Are PCI-e x1 Risers Usable for Cycles GPU Rendering? Does Optix work?
I’ve been looking to add more GPUs for rendering in Cycles, but finding the space is an issue. On my dual Xeon motherboard, there are 7 PCI-e slots (4 x16, and 3 x8 slots). Without risers there’s no practical way to add more than 2 GPUs with this board’s layout. Good quality riser cables, like the ones from Taiwanese manufacturer Li-Heat are $50-$60 each. They’re high quality, but pricey considering that you’re halfway to the price of a water block (which again isn’t possible because there are no single slot RTX cards with compatible water blocks). And what if I want to add a GPU to a board like my Ryzen 3900x X470 system? Could those cheap Chinese USB PCI-e x1 risers work?

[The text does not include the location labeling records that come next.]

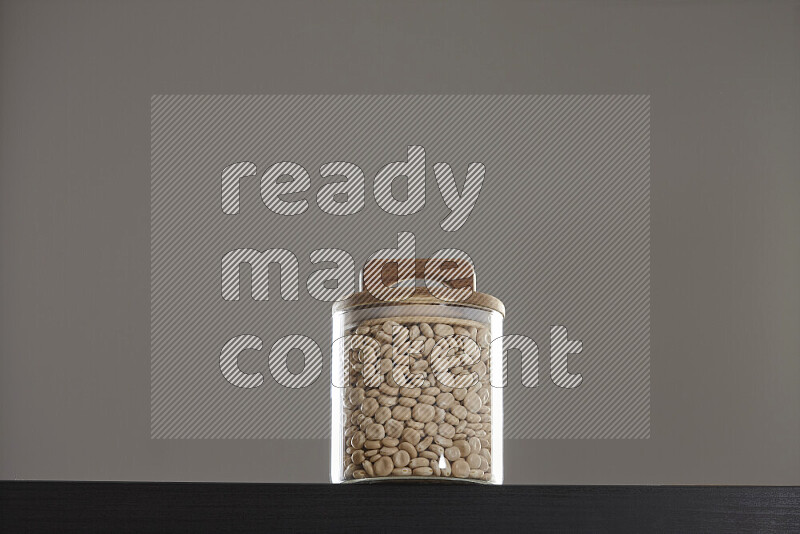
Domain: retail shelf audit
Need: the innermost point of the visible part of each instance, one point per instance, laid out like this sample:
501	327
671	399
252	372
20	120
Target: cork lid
403	282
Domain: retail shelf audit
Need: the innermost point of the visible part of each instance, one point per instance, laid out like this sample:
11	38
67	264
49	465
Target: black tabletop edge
28	506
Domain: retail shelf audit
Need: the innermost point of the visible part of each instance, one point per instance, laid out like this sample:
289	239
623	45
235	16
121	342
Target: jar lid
386	272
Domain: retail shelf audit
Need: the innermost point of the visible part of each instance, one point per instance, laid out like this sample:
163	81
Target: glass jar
412	395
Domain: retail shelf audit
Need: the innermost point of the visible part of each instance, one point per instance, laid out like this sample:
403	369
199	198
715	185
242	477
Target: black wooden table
179	507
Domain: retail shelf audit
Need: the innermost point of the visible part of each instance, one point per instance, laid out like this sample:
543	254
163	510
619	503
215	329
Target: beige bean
474	461
401	413
357	441
439	414
367	465
452	453
410	392
383	466
349	470
409	448
430	455
443	330
382	415
472	402
444	442
413	332
411	436
425	443
387	400
423	413
375	432
393	428
405	401
402	458
459	411
446	430
369	407
460	469
463	447
426	399
419	462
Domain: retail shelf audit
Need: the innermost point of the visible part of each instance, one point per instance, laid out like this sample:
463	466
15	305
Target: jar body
412	394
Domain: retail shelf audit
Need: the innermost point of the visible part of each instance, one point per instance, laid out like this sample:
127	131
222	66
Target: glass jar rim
421	295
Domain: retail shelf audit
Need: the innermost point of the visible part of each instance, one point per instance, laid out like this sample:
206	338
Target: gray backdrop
723	80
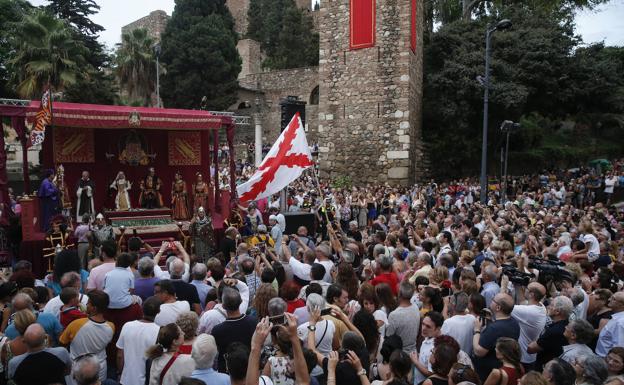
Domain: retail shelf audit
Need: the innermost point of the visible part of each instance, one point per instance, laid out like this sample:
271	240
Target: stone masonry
155	23
369	111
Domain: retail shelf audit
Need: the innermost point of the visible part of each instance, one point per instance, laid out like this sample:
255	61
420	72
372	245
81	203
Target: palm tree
47	54
136	65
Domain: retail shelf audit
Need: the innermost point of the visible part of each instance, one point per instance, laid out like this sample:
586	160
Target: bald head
22	301
502	303
177	268
34	337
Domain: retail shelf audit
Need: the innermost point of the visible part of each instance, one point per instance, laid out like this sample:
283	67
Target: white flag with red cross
285	162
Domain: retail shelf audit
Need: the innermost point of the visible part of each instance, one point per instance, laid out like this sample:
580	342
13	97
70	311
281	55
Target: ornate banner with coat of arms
73	145
184	148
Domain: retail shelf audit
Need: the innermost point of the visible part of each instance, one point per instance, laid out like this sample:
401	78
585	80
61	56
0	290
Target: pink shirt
97	275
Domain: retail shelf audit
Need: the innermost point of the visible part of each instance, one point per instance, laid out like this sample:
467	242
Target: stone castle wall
368	113
155	23
275	85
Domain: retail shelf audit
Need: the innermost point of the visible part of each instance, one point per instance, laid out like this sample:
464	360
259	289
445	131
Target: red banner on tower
362	23
414	31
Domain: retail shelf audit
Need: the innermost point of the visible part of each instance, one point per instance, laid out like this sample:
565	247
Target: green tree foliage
199	49
563	94
46	52
12	12
97	84
285	32
136	65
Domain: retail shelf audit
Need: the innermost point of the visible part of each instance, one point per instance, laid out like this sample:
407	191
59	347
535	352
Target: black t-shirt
186	292
239	329
40	368
503	328
345	373
552	342
228	246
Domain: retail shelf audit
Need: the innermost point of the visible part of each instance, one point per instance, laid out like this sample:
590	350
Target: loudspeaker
297	219
289	107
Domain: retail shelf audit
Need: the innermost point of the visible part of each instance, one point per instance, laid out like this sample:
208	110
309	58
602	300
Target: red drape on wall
103	171
362	23
414	31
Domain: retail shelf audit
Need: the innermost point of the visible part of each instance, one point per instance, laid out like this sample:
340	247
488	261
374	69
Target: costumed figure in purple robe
48	199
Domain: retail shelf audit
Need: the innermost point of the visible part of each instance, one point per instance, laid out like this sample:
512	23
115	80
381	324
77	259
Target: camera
516	276
550	270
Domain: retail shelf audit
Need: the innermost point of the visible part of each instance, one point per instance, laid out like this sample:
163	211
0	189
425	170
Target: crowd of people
393	286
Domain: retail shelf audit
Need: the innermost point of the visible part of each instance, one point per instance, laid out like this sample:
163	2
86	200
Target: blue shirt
202	291
210	376
48	322
490	289
117	284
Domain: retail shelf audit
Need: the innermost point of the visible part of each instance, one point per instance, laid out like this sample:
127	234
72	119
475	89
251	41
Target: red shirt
390	278
295	304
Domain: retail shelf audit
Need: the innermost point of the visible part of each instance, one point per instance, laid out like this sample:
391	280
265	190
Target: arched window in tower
314	96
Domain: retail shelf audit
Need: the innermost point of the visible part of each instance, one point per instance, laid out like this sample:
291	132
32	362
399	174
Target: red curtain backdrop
414	31
103	171
362	23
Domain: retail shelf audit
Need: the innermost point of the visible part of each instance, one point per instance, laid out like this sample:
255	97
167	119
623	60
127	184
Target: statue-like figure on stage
200	193
150	197
179	198
122	185
48	199
64	197
101	232
84	197
57	240
202	235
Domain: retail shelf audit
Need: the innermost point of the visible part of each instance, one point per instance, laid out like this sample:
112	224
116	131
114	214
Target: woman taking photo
168	366
508	352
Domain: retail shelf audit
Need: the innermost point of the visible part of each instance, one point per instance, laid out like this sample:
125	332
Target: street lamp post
258	133
157	53
501	25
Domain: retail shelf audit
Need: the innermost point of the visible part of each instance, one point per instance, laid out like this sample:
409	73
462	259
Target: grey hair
199	271
145	266
276	306
386	261
204	351
576	295
406	290
583	330
595	369
324	249
490	272
460	302
425	257
86	371
315	301
563	305
22	297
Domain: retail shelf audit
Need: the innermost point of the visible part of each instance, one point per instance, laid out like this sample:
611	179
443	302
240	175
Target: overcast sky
606	24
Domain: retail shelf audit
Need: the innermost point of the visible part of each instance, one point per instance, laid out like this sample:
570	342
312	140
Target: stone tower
371	90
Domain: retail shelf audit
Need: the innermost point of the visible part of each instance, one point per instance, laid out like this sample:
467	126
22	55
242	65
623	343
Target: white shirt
54	305
594	247
169	312
532	320
460	327
611	335
160	273
300	270
329	265
134	339
323	335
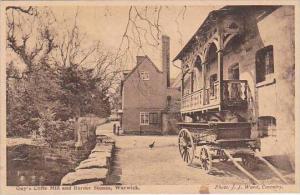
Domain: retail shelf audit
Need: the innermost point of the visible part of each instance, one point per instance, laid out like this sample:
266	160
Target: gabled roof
211	19
141	62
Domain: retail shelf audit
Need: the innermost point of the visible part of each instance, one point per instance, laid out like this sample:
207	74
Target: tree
51	75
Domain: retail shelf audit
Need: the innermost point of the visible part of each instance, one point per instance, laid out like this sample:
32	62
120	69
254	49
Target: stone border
96	168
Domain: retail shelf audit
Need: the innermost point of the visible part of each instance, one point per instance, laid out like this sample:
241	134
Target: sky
108	23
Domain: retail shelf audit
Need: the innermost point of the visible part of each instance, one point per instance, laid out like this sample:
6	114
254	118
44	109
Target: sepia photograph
148	97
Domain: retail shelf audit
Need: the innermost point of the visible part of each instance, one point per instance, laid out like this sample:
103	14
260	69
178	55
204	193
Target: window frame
144	118
264	71
156	121
144	75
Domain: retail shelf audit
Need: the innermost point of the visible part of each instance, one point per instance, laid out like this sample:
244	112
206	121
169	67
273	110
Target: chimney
166	58
139	59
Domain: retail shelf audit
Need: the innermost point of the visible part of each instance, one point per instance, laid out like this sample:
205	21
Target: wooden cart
217	140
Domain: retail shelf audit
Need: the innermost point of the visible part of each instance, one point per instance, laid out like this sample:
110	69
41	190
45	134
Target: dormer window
144	75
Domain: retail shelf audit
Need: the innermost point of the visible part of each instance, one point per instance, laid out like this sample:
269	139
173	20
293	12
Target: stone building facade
149	104
251	49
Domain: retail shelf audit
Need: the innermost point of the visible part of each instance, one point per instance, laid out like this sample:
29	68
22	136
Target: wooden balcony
234	96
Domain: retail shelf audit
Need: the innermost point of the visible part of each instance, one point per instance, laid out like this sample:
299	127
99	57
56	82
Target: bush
58	131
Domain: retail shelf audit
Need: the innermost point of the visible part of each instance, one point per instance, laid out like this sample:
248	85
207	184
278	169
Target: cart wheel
249	161
222	156
205	159
186	146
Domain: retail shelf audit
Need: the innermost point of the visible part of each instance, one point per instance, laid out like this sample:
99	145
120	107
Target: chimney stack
166	58
139	59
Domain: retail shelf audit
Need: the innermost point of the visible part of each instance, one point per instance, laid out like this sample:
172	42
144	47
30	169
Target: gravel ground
136	163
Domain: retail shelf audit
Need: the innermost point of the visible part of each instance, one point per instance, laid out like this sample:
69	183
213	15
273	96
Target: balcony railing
234	94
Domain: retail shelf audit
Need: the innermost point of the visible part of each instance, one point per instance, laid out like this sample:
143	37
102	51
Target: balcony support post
220	68
203	82
192	81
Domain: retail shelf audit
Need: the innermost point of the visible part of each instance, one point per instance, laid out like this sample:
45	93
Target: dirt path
136	163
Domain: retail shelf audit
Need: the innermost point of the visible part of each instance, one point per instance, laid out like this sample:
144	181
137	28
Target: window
267	126
144	75
264	63
153	118
147	118
144	118
212	79
234	72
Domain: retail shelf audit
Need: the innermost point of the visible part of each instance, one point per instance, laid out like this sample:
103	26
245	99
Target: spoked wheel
222	156
186	146
249	161
205	159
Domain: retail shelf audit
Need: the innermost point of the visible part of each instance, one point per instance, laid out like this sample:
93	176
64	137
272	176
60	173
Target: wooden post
220	76
220	67
241	168
192	81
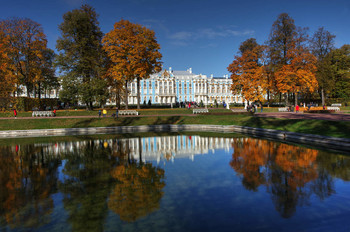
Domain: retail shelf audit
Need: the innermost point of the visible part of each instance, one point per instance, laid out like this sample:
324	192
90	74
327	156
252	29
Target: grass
321	127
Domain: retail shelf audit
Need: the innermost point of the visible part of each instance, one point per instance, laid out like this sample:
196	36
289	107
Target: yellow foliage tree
248	75
26	46
7	80
134	53
299	75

Reading through the forums, many people have commented that using x1 would not work. They say flat out that Nvidia cards or features like Optix do not work with less than x4. Other say that you need at least x8 because at x1 there’s so little bandwidth that you’ll take a major hit to performance.
I set out to test this for myself and collect some data, which I am presenting here.
Setup
- Supermicro X11DPH-I dual Xeon motherboard
- 2 x Xeon Platinum 8160 24-core CPUs
- 64GB (quad channel) 2133MHz DDR4 ECC RDIMM RAM
- 2 x Gigabyte RTX 2070 Gaming OC 8GB (one at x1, one at x16)
- 1 x Gigabyte RTX 2080 Ti Gaming OC 11GB at x16
- Generic Chinese PCI-e x1 USB riser
- 1200W Raidmax Gold PSU
- Windows 10 1909 x64 and Nvidia GeForce drivers 445.87
- Blender 2.82a
Method
With no other apps running on Windows, I loaded the Junk Shop splash screen scene in Blender 2.82a.
I set the Cycles Render Devices to Optix and selected either the 2080 Ti (in x16 mode), the 2070 (in x16 mode) or the 2070 (in x1 mode). All three were connected to the computer at the same time.
I set the render engine to Cycles, Feature Set to Experimental, and Device to GPU Compute. Samples was set the same for each card when I did a run. I enabled Denoising with Optix AI Denoiser. I did a first render that let the kernel compile, then ran the timed renders after that. Everything else was as-is with the .blend scene. I did not adjust resolution or any other settings. I ran each timed render twice and took the average (the times were always nearly identical).
Caveats
- This is only one scene, a complex one with distinct attributes. This may not be representative of the work you do. Various scenes may give different results
- Tests were performed on a dual Xeon motherboard with a lot of PCI-e lanes. Using an x1 riser on an X470 motherboard with a Ryzen 3900x gave me trouble when Optix AI Denoising was enabled, possibly because of PCI-e lane issues when also having an NVMe x4 drive and a GPU at x16
- The BIOS in the Supermicro board (a server board) is annoying, so it ended up booting to the x1 riser card as the display device. I may try another run with a fourth GPU that is the display device so the x1 card can be compute only. It’s possibly that because it was the display device, the x1 performance penalty is partly because it is a display card.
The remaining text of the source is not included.